Soaring gulls have a bad reputation
There are gulls galore on the Sussex shore. Yet these are the birds that people ignore. Many detest them, because they scream, and might snatch your chips.
Herring gulls are hated especially, because they no longer seem to respect the human race. Herring gulls clean up our garbage on the land-fill sites, and have baleful, yellow eyes, and they take gross liberties with our property, perching on the roofs of our town houses, and squabbling, just as we do. There they stand, on the super-market stores, and wail like drowning sailors.
Falconers with Harris hawks on their wrists fly these deterrents at the pirate birds and try to remove them but the gulls have dealt with peregrines and buzzards on a daily basis and know how to out-swoop. Here and there in the crowd of irritated shoppers putting up with the cacophony of seaside noises, off will be a weird bird-watcher like me, or perhaps a glider pilot like my brother who will see and hear nothing but joy at the perfection in the sky above.
We know that there are too many gulls in our towns because there is too much rubbish and they take advantage. They are not daft. They waste nothing; they leave that luxury to us. They scrape a living from our left-overs yet remain clean and tidy with perfect plumage as white as the driven snow.
My brother took advantage of them by watching where they were flying. They knew where the thermals were. In the Andes during the World Championships he followed gulls lower down, then vultures and condors into the high peaks. In Czechoslovakia, he followed the flight patterns of gulls, and again in Australia. The wings of gulls are built much better than the carbon fibre plastic wings on which we soar nowadays.
Gulls’ wings are renewed each year, and if you examine a flight feather discarded in summer as another grows in its place you will see how barbs at the tip have been frayed by a year of slicing through air. These are not so pronounced as in a peregrine’s flight feather which has had perhaps an inch torn off the end by repeated dives of 200 mph. You may also see stress lines across the shaft where a bird starved for a few days causing a halt in development. Da Vinci may have been the first person to describe in diagram the mechanics of flight performed by a gull. He admired them for their perfection as he did with human forms. Every gull is an athlete. Few of us can claim to be Olympiads.

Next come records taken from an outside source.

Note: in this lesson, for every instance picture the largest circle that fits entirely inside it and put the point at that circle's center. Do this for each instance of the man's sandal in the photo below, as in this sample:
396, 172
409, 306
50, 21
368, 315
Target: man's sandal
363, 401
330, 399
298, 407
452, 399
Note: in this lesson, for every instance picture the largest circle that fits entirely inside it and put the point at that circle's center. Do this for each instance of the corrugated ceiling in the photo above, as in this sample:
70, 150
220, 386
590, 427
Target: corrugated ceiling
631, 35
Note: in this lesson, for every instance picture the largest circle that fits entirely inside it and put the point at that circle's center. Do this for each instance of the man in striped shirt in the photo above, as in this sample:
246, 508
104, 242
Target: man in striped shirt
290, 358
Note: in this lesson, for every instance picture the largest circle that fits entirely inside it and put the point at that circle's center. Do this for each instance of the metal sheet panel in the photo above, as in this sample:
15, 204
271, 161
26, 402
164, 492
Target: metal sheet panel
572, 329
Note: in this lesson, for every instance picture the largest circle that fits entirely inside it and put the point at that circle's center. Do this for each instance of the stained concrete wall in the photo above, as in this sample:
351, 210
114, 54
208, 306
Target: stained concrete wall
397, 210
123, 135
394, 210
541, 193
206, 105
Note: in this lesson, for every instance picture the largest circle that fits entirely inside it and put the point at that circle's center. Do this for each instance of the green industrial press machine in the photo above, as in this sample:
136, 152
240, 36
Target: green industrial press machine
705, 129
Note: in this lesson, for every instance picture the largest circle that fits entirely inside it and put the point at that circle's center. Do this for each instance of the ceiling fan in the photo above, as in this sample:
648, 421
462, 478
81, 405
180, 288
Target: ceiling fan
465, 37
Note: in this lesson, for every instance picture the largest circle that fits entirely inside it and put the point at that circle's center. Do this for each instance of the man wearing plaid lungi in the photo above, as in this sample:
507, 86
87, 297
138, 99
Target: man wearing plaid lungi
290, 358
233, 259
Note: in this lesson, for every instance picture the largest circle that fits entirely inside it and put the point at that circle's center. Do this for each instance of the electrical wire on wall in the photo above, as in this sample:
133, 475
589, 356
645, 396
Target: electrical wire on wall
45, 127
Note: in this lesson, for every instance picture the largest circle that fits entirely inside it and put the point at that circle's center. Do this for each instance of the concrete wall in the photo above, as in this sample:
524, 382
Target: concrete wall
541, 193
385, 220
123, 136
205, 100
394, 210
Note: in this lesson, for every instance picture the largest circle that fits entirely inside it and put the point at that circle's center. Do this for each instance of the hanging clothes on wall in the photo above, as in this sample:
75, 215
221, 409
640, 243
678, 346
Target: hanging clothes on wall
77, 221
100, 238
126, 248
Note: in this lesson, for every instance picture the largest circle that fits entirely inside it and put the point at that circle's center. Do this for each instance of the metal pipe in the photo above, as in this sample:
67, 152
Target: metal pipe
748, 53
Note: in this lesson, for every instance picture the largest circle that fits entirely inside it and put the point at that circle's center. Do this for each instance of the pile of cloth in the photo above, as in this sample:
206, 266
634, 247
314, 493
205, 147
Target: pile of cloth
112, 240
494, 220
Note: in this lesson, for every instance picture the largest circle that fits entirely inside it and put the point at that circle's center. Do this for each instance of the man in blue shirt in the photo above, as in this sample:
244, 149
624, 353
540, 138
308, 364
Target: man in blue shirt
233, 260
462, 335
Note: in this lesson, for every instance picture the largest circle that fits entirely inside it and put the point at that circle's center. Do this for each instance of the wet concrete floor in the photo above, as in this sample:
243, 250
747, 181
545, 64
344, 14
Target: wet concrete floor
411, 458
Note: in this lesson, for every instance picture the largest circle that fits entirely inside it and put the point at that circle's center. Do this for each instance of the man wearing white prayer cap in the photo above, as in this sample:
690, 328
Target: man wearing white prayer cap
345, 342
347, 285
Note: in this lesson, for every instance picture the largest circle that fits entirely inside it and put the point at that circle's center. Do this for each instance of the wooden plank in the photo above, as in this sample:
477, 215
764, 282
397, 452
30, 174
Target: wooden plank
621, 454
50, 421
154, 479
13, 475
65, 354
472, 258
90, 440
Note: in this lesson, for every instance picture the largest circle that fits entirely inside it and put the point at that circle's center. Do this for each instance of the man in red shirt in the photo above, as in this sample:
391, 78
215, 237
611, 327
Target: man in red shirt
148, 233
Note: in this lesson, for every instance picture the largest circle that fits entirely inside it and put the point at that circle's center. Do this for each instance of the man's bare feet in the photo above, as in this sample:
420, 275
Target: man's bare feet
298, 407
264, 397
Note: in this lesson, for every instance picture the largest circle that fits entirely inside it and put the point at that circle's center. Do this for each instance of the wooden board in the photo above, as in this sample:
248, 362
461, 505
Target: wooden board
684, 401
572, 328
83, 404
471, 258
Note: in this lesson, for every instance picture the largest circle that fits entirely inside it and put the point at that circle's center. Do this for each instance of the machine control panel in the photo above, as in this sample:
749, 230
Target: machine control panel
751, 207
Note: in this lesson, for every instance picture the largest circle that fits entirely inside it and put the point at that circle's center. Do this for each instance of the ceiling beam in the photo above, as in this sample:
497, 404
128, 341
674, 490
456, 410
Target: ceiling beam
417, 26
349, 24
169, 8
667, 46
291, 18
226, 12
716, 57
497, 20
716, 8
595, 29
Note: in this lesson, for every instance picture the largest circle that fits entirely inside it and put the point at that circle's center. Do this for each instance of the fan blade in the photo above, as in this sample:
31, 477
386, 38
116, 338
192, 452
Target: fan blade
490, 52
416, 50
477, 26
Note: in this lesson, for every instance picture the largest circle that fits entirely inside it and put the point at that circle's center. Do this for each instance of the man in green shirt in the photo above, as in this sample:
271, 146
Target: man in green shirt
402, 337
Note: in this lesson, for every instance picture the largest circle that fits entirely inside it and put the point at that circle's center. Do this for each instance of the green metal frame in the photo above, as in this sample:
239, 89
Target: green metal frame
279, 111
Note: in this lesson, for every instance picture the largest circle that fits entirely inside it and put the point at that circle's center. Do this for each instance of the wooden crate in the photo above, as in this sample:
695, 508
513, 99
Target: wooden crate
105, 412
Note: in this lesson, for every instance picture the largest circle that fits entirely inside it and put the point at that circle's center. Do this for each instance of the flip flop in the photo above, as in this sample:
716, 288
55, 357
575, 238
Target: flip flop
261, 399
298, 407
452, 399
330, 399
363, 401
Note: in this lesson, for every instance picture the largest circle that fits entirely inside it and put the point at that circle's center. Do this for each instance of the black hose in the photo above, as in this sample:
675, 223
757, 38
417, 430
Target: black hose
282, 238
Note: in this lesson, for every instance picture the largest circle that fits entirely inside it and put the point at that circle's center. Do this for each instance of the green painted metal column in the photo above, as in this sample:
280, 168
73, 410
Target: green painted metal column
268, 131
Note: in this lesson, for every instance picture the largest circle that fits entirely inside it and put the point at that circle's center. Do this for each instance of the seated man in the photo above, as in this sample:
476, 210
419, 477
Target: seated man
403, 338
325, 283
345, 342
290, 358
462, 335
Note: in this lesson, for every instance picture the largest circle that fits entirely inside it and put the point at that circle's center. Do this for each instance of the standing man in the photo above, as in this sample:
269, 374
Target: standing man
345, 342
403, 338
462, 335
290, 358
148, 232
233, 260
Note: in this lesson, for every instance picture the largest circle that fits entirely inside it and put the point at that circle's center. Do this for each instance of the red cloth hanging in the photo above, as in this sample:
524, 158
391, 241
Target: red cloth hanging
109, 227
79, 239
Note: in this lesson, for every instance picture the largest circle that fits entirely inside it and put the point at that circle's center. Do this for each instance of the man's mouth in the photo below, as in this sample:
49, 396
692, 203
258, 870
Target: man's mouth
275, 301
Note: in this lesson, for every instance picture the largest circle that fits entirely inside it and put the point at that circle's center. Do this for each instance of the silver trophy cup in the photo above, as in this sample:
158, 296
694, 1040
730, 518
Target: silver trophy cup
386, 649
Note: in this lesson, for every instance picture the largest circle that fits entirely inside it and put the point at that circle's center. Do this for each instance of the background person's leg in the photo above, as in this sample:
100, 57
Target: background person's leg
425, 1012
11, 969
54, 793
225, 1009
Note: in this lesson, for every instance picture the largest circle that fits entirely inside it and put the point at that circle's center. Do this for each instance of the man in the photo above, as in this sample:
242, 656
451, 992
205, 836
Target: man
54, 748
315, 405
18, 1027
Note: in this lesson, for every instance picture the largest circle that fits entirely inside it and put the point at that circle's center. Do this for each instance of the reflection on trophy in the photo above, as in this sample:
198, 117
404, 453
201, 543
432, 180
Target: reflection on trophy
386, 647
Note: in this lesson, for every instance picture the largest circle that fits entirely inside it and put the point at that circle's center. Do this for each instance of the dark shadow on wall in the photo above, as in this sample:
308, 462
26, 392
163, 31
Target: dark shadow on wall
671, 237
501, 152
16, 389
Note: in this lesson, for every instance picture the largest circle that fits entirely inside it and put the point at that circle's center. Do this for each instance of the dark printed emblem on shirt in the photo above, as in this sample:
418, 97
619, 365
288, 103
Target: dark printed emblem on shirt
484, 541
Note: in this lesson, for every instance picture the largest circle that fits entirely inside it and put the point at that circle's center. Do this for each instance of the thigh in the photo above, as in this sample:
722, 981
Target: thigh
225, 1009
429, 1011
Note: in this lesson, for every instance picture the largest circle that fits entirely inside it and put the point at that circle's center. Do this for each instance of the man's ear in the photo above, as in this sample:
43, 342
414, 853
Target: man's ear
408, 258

If I go to Brighton, or Shoreham, or Chichester, the sight of gulls swooping over the streets and their wild cries take me to the cliffs of Devon, or the Gower peninsula, or Flamborough Head as they drown the sound of traffic. But most people would just see them as an annoyance. It is now an offence to feed gulls in cities with a fine for so doing.
Nine different species of gull are commonly found in Sussex, with another seven species recorded. Some of them take four years to develop full adult plumage so identifying one from another always keeps me busy on a walk along the shore. Do not ignore, I implore; just watch them soar and you won’t feel so sore.